Chapter 1 Citizen of the Century (2012) #2

Donald Bellingham looks up and smiles. “Never leave for the gig without it. Do I know you?”

“No,” I say, “my mom. She was at a dance you DJ’d way back in the early sixties. She said you snuck in your father’s big band records.”

He grins. “Yeah, I caught hell for that. Who was your mother?”

“Andrea Robertson,” I say, picking the name at random. Andrea was my best pupil in period two American Lit.

“Sure, I remember her.” His vague smile says he doesn’t.

“I don’t suppose you still have any of those old records, do you?”

“God, no. Long gone. But I’ve got all kinds of big band stuff on CD. Do I feel a request coming on?”

“Actually, you do. But it’s kind of special.”

He laughs. “Ain’t they all.”

I tell him what I want, and Donald—as eager to please as ever—agrees. As I start back toward the end of the block, where the woman I came to see is now being helped to punch by the mayor, Donald calls after me. “I never caught your name.”

“Amberson,” I tell him over my shoulder. “George Amberson.”

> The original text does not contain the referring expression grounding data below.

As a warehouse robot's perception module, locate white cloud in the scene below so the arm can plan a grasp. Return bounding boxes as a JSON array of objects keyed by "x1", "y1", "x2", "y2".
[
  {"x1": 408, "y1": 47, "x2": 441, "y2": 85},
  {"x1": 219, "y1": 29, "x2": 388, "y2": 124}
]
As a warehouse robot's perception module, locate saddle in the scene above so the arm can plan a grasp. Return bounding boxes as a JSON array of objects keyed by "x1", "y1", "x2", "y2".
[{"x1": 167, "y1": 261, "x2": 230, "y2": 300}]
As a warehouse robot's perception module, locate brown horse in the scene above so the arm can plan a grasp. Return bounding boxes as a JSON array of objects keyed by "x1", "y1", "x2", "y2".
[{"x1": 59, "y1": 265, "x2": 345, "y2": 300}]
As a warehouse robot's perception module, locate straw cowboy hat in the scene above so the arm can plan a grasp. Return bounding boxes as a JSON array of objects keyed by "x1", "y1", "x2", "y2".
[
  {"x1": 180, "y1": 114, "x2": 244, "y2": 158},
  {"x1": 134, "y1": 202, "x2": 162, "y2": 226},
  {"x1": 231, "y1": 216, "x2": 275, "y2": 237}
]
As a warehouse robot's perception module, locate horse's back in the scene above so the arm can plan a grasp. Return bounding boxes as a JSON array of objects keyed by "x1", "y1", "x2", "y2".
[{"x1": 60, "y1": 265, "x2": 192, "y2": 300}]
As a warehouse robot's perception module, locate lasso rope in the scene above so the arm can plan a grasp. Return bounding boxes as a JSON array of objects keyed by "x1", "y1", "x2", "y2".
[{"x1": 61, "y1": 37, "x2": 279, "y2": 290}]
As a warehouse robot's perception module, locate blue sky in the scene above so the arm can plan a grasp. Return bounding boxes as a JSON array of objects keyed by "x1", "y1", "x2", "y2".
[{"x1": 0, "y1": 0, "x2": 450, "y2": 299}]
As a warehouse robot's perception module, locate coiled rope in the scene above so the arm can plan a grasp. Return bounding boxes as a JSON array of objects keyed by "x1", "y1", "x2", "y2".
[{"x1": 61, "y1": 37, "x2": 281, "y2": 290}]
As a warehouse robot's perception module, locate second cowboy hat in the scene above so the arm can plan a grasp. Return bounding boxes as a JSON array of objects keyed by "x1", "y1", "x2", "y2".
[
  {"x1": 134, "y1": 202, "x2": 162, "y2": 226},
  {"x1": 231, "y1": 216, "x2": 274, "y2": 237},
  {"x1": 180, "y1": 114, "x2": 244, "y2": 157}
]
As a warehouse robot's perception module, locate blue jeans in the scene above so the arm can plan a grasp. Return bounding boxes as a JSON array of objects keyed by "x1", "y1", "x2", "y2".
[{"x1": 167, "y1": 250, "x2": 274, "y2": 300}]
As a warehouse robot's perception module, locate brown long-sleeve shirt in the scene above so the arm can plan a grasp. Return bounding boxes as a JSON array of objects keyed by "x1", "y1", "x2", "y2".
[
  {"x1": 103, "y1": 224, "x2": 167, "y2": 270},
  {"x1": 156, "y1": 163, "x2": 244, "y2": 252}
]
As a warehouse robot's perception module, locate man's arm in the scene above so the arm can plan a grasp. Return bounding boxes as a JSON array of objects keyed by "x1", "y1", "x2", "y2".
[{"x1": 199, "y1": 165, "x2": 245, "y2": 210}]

“And you want it at eight-fifteen?”

“On the dot. Time is of the essence, Donald. Let’s hope it cooperates.”

Five minutes later, Donald Bellingham nukes Jodie with “At the Hop” and dancers fill the street under the Texas sunset.

8

At ten past eight, Donald plays a slow Alan Jackson tune, one even grown-ups can dance to. Sadie is left alone for the first time since the speechifying ended, and I approach her. My heart beating so hard it seems to shake my whole body.

“Miz Dunhill?”

She turns, smiling and looking up a little. She’s tall, but I’m taller. Always was. “Yes?”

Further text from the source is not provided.